The Dirty Clergy

Ky, Brian, Cody (2).jpg
“In Waves is polished and clean, but with a healthy dollop of alt-rock reverb and rock & roll chaos. The sound is ambitious and open, folding in the best of quite a few of my favorite genres, but perhaps In Wave’s biggest strength is the yin and the yang chasing each other in every song.”
— Steven Ovadia ‘Albumism’

With 2020 marking a decade into their musical careers The Dirty Clergy vacillates between shoegaze-Esque ruminations on love and struggle and more straightforward garage numbers that surge into ecstatic cacophony all accented by eerily laconic vocals, Alabama's The Dirty Clergy (featuring vocalist/guitarist Brian Manasco, bassist Ky Carter and drummer Cody Moorehead) are looking to expand their already respectable discography with their upcoming full-length, the aptly titled In Waves.

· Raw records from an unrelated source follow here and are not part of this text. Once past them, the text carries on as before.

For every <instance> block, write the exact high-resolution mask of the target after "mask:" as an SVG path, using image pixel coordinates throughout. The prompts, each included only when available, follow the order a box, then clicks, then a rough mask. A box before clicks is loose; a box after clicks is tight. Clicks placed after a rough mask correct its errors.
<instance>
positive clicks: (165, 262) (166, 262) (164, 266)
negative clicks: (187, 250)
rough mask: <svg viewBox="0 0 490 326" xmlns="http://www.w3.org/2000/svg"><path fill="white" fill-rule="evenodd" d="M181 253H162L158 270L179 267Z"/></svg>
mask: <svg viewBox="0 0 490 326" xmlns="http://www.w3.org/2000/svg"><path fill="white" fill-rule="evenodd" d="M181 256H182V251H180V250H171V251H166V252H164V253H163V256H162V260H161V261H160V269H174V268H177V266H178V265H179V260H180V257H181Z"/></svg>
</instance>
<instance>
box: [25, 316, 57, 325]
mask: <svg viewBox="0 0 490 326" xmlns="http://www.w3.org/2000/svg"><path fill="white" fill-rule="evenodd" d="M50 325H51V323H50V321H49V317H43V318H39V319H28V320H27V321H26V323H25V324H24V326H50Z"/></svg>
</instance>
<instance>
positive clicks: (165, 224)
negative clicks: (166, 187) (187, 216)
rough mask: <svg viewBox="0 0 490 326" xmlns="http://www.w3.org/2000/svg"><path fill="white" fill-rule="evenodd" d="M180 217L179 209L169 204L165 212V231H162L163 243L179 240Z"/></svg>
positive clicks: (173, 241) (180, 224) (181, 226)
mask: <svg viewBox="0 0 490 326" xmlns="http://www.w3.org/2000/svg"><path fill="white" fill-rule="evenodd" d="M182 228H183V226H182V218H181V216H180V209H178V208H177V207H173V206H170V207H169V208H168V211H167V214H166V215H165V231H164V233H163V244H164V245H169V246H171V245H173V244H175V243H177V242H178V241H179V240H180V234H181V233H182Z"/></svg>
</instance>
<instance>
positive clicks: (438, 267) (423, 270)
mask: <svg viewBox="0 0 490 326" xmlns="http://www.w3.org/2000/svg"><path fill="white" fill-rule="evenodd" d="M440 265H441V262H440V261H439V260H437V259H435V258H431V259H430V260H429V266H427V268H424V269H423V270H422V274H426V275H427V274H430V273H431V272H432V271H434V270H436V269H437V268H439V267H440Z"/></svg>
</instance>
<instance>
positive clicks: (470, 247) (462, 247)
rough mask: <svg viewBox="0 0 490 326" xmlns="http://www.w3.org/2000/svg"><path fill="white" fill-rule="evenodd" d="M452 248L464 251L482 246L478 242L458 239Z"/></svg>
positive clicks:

The 12-song collection represents the band's second collaboration with producer Les Nuby (Verbena, Holiday Gunfire and co-owner of Ol' Elegante Studio in Birmingham), who had engineered the Clergy's previous album, 2016's Rattlesnake, a release which would go on to be nominated for "Indie/Alt Album of the Year' at the 2016 Independent Music Awards, get played on LA's legendary KROQ station by Rodney Bingenheimer, receive multiple accolades from AL.com and land the band two placements for the songs “Decades” and “Strange Love” on the tenth season of SHOWTIME's Shameless.

After having a couple of other singers in the tenure of the band, founder Manasco uses this latest record to give his own voice to the lyrics and melodies that he has crafted.

Brian in the studio.

Brian in the studio.

"Everything was different because we had a different lineup," Manasco recalls. "I wrote all of the new songs and when we started rehearsals, the former singer had wanted to rewrite the lyrics. But we had already recorded all of the music. I was then talking to Anton Newcombe from The Brian Jonestown Massacre and he said 'tell that dude to hit the road.' I had to go back and redo all of the songs in terms of tempo and key to accommodate a new singer. I was not planning on singing the songs myself, but ultimately I didn't have a choice."

"That's what the band wanted from the start," Manasco continues. "They wanted me to sing from the beginning. Everything sputtered a bit at first, but I knew the sound I was trying to achieve once started singing because it was something I always wanted to do."

These sudden rearrangements helped the Dirty Clergy develop a record that sounds truly unique. Beginning with the fuzz and percussion-drenched introduction of the opening track and first single "Trials", the Dirty Clergy immediately draws in the listener for an emotional and visceral journey of an album. One of the standout tracks in the album's first half ("Young Lovers" featuring guest vocals from Cameron Lane) brings the trio's instrumentation into true focus with a lengthy section of hard-hitting drums, throbbing bass, and an iconic guitar solo which seamlessly reconvenes with an excellent interplay between the singers. The synth-heavy and dreamlike "Homesick" focuses on the prevalence of school violence in today's society.

KY in the studio.

KY in the studio.

"The shooting at Parkland High School is one that I really focused on for that song," Manasco said. "I was just trying to put myself in their shoes. We recorded it a few months after it occurred."

Songs like "Wonderland", "West Coast" (Lana del Rey cover), and "Whiplash" continue to build on the band's sonic evolution. Even though the band hails from the small town of Winfield, AL, the tunes do not really contain any indication of the music that one might expect from the state, instead of exuding a vibe in line with some of the experimental indie rock found in the epicenters of both US coasts.

Despite the title of the record's last track "Too Good to Last", the Dirty Clergy are here to stay with a collection of tracks that will linger in your mind long after the final note.